Une connexion criminelle. C’est en tous cas le verdict que livre une enquête très fouillée (651 pages) du procureur Maurizio Agnello à Trapani (Italie) sur plusieurs années éclairant les liens très étroits qui existent entre trois ONG de sauvetage de migrants en mer et des passeurs, et dont Le Temps a rendu compte il y a quelques jours.

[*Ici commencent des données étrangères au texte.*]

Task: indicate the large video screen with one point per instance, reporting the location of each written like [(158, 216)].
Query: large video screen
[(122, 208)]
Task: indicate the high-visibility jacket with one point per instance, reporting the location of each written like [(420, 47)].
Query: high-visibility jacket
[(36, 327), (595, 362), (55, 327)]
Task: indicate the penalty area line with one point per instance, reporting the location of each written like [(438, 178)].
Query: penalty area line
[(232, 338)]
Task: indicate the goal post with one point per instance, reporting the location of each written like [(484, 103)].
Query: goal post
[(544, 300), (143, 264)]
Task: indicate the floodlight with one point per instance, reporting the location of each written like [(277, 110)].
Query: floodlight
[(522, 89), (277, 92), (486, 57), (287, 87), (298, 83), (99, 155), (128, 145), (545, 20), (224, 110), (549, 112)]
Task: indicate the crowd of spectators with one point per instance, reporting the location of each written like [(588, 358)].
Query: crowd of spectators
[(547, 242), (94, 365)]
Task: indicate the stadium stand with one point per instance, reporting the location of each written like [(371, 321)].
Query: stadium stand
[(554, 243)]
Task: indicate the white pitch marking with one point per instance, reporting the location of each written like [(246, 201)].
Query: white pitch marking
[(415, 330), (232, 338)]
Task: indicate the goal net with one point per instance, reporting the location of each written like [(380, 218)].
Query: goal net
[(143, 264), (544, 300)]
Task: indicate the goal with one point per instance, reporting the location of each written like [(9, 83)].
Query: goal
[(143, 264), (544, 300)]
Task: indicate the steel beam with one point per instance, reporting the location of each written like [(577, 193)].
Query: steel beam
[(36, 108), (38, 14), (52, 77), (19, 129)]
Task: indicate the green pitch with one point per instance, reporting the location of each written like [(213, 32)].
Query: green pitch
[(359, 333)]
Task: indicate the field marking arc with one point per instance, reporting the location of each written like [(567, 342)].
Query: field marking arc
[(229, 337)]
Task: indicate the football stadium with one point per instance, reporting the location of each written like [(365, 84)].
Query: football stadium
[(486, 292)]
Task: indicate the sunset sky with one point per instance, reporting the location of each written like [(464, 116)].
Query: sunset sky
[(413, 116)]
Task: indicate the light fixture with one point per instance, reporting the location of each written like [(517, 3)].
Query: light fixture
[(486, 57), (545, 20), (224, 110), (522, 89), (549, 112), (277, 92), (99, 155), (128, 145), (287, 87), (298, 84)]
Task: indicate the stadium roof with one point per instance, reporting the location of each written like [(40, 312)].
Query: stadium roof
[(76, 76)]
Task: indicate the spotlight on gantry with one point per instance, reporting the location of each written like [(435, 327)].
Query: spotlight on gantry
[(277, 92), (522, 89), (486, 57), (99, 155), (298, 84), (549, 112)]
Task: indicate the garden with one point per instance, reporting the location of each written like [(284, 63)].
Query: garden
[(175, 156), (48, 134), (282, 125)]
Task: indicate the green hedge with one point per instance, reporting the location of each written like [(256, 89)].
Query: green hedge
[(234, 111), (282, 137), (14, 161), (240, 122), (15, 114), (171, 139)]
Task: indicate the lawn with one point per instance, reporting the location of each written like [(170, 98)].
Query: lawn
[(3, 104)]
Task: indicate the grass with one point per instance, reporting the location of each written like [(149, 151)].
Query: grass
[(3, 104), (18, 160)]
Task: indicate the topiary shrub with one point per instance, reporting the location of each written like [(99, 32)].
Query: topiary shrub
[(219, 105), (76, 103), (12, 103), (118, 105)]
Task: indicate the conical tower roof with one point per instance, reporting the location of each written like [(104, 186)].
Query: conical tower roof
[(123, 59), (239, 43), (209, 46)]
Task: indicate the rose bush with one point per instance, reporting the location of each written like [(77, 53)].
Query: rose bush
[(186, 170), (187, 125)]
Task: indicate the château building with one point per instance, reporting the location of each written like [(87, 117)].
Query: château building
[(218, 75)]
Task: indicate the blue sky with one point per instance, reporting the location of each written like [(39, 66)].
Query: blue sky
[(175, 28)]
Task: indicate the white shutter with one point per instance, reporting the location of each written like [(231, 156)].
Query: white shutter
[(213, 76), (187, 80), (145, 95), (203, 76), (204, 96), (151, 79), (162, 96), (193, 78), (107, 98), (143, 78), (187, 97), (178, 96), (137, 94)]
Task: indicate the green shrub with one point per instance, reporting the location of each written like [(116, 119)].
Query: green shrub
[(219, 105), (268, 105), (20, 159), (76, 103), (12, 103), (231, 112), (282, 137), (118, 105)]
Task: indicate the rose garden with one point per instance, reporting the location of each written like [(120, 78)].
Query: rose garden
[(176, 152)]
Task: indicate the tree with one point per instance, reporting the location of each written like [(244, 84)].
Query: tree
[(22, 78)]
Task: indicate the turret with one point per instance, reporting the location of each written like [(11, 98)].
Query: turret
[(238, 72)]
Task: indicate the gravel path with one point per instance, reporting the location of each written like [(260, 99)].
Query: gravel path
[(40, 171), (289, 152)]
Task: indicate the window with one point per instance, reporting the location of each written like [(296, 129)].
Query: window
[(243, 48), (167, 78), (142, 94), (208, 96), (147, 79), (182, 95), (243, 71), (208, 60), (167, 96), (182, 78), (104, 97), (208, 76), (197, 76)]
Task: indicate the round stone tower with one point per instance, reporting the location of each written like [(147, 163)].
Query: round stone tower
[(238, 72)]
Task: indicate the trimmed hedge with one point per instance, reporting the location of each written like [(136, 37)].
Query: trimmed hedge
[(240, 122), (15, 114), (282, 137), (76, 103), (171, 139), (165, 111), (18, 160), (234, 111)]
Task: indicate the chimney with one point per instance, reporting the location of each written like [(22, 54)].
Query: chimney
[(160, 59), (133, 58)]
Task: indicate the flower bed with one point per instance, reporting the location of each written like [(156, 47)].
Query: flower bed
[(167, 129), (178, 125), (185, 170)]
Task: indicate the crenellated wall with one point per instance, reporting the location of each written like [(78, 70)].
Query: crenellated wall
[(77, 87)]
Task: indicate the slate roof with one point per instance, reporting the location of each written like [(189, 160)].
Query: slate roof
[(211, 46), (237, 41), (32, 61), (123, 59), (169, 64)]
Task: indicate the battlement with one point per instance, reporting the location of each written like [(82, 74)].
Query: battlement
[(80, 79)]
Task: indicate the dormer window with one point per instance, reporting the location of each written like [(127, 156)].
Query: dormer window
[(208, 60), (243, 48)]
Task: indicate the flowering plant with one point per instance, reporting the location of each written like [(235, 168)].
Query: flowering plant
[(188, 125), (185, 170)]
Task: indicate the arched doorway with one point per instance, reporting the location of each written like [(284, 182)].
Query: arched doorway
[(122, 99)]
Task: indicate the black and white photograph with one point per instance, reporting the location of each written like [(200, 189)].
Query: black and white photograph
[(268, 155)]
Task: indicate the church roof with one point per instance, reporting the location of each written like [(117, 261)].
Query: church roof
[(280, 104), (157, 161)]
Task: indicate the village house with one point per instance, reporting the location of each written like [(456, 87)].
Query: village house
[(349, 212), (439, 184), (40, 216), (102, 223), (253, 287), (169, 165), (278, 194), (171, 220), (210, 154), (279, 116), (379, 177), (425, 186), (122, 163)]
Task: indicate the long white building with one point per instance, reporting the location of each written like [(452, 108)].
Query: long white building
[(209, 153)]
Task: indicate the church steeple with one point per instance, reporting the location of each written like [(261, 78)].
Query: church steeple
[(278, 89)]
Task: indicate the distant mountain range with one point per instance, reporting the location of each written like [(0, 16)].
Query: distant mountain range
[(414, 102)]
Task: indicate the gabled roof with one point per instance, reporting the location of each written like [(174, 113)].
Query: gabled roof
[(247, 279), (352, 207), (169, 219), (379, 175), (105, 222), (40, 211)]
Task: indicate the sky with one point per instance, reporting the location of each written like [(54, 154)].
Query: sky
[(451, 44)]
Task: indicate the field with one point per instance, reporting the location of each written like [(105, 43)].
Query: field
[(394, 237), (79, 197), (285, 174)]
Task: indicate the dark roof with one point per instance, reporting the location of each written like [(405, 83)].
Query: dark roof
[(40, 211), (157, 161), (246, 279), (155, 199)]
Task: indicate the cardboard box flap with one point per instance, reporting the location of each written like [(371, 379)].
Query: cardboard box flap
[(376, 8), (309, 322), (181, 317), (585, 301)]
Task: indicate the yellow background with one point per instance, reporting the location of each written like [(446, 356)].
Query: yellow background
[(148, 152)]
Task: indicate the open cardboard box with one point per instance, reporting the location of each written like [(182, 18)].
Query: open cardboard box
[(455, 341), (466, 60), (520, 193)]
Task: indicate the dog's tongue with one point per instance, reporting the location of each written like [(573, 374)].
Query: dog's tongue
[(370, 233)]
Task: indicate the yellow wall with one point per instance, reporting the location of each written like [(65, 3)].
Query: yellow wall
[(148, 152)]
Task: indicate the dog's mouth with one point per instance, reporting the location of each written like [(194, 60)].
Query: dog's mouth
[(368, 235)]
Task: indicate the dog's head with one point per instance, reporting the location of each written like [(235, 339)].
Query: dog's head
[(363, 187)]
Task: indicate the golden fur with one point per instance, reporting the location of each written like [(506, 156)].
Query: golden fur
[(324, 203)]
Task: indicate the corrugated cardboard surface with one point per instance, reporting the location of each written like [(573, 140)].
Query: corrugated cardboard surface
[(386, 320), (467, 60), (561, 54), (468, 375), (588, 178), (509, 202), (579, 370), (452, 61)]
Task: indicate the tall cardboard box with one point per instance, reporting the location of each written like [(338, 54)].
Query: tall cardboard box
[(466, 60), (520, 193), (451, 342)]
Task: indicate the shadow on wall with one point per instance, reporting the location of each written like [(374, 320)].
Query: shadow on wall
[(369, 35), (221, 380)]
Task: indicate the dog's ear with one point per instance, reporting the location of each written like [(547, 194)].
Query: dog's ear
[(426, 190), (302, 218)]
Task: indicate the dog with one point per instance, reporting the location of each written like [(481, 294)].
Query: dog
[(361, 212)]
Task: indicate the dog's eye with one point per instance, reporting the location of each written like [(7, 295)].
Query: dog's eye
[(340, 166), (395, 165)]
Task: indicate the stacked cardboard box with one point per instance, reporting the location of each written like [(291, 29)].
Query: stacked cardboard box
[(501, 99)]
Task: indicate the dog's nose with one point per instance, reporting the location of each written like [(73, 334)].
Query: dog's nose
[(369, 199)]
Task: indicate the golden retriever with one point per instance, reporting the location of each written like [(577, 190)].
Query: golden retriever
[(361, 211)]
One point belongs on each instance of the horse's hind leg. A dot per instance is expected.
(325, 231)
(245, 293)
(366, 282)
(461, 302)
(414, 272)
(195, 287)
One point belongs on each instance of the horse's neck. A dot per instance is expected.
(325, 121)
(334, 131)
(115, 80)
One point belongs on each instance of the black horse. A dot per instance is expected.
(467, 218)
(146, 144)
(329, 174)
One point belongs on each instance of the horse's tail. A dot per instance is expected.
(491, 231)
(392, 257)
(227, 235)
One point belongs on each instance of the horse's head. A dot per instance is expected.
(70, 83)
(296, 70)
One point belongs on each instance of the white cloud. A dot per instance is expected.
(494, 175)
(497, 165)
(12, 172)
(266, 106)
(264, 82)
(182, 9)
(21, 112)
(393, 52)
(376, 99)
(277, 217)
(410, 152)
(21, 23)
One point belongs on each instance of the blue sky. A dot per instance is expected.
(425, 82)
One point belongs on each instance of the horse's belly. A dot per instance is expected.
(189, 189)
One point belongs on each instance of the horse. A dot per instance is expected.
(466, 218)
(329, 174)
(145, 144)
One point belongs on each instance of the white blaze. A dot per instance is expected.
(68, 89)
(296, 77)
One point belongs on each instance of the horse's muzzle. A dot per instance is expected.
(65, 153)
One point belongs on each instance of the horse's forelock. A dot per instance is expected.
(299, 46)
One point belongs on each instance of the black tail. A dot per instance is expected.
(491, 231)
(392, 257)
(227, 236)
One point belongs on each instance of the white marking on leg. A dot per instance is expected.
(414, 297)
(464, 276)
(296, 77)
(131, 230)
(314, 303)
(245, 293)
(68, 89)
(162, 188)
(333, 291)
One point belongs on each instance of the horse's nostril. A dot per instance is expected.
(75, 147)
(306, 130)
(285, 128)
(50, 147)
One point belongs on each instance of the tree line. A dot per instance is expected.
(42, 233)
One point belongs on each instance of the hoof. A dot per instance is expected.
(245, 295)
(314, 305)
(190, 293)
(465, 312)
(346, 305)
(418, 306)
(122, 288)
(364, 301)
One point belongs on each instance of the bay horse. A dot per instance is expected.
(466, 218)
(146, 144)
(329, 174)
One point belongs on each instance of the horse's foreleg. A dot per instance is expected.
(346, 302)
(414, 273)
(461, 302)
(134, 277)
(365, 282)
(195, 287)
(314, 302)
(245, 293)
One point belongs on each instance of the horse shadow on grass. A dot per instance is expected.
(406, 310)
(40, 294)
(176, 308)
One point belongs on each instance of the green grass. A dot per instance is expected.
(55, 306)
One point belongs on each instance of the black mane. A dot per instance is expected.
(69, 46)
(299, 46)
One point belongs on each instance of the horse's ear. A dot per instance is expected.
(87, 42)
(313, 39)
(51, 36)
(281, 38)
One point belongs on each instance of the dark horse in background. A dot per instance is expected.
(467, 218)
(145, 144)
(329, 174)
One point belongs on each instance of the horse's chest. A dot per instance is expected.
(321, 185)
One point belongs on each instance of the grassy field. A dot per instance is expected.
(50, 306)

Parmi les techniques utilisées pour synchroniser les embarcations de clandestins et leur récupération en mer, il y a des messageries privées, où l’on échange des coordonnées GPS mais aussi des coups de fils directs, depuis la Lybie par exemple. Parfois même les passeur viennent directement en mer à la rencontre des humanitaires, comme cela est attesté par une vidéo récupérée par la police en octobre 2017, et disparaissent dans la nature une fois le bateau arrivé en Europe sans être inquiétés.


De 4 mois à 20 ans de prison encourus

Les trois organismes incriminés sont Jugend Rettet, avec le bateau Luventa, Save the children, et leur bateau Vos Hestia, et enfin Médecins sans frontières, via le Vos Prudence. Sont concernés une vingtaine des personnes de nationalité italienne, française, allemande, espagnole, belge ou britannique. Ils risque théoriquement jusqu’à 20 ans de prison. Tous nient les faits et s’abritent derrière le sauvetage de vues humaines pour se couvrir de ces charges (81.00 revendiquées grâce à six bateaux).